自路德的开始,更正教学者已不考虑拉比传统不一致的意见,并且大都倾向于把传道书定在所罗门之后的年代。拉比的观点,是基于一1的字面解释:而且,他们都相信,诗篇是归于诗歌的祖师大卫,而智慧文学则归于智者的祖师所罗门,所以认为传道书为所罗门的作品。
至于把传道书定于十世纪之后,是有很多不同证据的。经文只有一些隐藏的提示,而没有正面提及所罗门的名字(「在耶路撒冷作王,大卫的儿子」,一1:「在耶路撒冷作过以色列的王」,12节:
「胜过我以前在耶路撒冷的众人」,16节:参二9)。第二章之后就再没有这种暗示,而后来的一些说话,似乎也不会出自这位君王的口(如四13,七19,八2—4,九14、15,十4—7)。而且传道书所说的话,大都反映了箴言那种智慧文学运动的顶峰状态。虽然以色列智慧文学运动由所罗门开始,但要到希西家时代(七世纪)才达到高峰。传道书对以色列古代的价值观和信念,都提出尖锐的质问,反映出传道书的写作年代,先知活动已经式微,人民对神活跃的临在以及神浩大的能力,已经失去了信心和盼望。最后,无论是词汇和句子的结构,都属于被掳归回;就风格而言,传道书有别于其他旧约书卷,但却与米示拿十分相近。

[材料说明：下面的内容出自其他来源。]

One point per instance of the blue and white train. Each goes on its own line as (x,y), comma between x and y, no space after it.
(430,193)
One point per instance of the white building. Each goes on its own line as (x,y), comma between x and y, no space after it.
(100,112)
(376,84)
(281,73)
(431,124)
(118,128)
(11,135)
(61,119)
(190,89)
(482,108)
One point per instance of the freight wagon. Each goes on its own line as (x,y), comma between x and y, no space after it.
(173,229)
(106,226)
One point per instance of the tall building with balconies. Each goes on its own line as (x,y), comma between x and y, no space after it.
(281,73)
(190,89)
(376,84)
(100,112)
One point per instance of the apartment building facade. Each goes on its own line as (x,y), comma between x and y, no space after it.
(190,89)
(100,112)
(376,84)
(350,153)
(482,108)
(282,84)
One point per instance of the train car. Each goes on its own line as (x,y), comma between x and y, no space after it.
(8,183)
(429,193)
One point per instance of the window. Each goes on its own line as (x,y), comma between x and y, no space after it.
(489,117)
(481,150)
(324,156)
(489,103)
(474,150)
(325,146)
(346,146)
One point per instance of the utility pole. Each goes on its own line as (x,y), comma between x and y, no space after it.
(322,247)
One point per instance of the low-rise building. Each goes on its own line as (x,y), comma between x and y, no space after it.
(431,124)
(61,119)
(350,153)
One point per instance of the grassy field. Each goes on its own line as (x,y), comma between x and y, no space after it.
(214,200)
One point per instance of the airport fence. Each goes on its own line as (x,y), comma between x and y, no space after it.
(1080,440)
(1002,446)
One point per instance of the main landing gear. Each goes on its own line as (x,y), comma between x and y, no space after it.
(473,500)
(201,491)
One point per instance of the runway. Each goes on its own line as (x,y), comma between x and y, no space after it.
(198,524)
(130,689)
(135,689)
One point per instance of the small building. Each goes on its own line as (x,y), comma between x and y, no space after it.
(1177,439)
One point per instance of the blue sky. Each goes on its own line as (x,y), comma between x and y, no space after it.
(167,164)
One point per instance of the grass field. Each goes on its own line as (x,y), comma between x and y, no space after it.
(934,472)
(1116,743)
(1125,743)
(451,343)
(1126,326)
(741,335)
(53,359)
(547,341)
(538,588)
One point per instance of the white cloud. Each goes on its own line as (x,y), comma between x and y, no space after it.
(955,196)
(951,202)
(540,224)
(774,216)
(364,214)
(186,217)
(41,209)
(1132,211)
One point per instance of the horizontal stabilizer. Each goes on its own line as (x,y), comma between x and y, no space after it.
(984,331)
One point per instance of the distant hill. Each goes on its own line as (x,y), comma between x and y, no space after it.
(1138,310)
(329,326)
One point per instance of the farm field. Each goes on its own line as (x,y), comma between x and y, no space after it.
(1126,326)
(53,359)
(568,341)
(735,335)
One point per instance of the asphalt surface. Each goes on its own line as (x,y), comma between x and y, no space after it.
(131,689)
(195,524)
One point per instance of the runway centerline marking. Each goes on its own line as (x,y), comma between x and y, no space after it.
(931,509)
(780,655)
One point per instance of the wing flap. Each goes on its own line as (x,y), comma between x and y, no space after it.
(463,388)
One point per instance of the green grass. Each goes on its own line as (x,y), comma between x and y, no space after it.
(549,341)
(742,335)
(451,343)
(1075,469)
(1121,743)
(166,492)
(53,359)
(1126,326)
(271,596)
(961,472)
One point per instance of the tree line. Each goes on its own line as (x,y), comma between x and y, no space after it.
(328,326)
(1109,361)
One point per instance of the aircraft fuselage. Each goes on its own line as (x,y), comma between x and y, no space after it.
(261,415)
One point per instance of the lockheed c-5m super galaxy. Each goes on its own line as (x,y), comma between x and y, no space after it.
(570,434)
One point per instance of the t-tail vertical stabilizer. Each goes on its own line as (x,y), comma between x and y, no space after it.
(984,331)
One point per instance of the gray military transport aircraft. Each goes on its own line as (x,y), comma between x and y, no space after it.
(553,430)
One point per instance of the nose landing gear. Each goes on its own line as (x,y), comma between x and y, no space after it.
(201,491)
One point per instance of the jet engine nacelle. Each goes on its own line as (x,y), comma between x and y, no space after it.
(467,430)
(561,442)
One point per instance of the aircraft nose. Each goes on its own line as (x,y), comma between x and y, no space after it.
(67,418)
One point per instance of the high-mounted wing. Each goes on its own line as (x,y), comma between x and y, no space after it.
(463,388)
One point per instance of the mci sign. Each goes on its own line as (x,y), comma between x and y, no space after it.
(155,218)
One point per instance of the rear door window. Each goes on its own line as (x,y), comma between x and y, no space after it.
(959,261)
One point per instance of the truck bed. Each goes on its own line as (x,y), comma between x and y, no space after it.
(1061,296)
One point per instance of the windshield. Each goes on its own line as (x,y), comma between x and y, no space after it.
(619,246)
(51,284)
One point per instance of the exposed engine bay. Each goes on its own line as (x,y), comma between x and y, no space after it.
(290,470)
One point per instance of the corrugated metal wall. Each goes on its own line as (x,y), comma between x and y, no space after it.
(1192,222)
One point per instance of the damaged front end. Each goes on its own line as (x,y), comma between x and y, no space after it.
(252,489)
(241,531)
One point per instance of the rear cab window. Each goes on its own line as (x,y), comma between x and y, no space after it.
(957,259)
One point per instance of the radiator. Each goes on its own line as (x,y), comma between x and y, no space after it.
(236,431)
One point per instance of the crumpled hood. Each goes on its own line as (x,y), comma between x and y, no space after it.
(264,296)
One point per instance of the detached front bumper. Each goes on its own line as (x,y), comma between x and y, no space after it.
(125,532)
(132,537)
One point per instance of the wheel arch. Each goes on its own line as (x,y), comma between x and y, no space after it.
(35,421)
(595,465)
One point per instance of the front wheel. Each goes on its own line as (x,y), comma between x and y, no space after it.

讨论了个多世纪之后,这种文字风格的论证,已经有一致的证据,指出传道书的写作年代,应该是四百年与二百年之间。传道书无可能成书于主前二百年之后,原因有二:传道经(约一八○)提到传道书:昆兰抄卷之中,有传道书的残篇。
|
所罗门王兴建的水池(伯利恒以南),「用以浇灌嫩小的树木」(传二6) |
有学者企图将传道书与希腊哲学作品相比,而从中否定这个年期,但结果未如理想。虽然表面上,传道书与亚里士多德、提阿珍斯(Theognis),伊壁鸠鲁及斯多亚的学说相近,但传道者始终是一个闪族的智者,他不是希腊的哲学家,他的思想倾向与进路,反映着一个完全不同的世界。传道书反而与埃及智慧作品的风格和思想有较多确实的相同点,尤其那首「竖琴者之歌」的悲观思想,就更加与传道书相近。这不是说传道者自觉地借用外来的文献,反之,他是跟从古老的智慧传统写法,质疑他同伴们的结论。智慧文学的作者是以色列人,他深受以色列独特的信仰和文化熏陶,所以,传道书是独立的作品,我们不应把它视为埃及或米所波大米文学传统的产儿。
认为所罗门工没有写传道书,较认为传道书是他所写,这种讲法是较易解决和简单的。无可否认,作者是一个智慧人,他渴望能推翻其他智慧人的意见和价值观。但除此之外,我们不知他是谁,也不知他居住何处。有人认为他是腓尼基人或亚历山太的犹太人,但都得不到广泛的接纳。另一方面,经文提到作者与耶路撒冷这个政治商业中心有关,我们应该正面地对此加以考虑。
如果所罗门不是真正的作者,为何传道者把自己与一位伟大的君王相提并论呢?最简单的回答是为了文学效果。所罗门被推崇为以色列智慧运动的开山祖师,说话有一定的份量,所以传道书借用他的名字来矫正流行的智慧传统。而且,传道者所努力评价的生活方式,与所罗门的生平很有关系,正好成为传道者的例子。这位智者否定智慧、享乐、财富、权力和成就:所罗门的一生,不是正好说明了这一切事物的不足之处吗?
作者没有装作是所罗门来蒙骗他的听众和读者。他很明显地表明,在首两章中提及所罗门是为了增加效果。他的策略是一一捕捉读者的注意力·利用所罗门的生活实况,进而讽刺性的探讨所罗门后人的教训有何弱点:然后他把所罗门放在一旁,自己说出自己的理论。他有效地借用这位宗师之名,来审判那些自称为所罗门真正门徒的人的思想。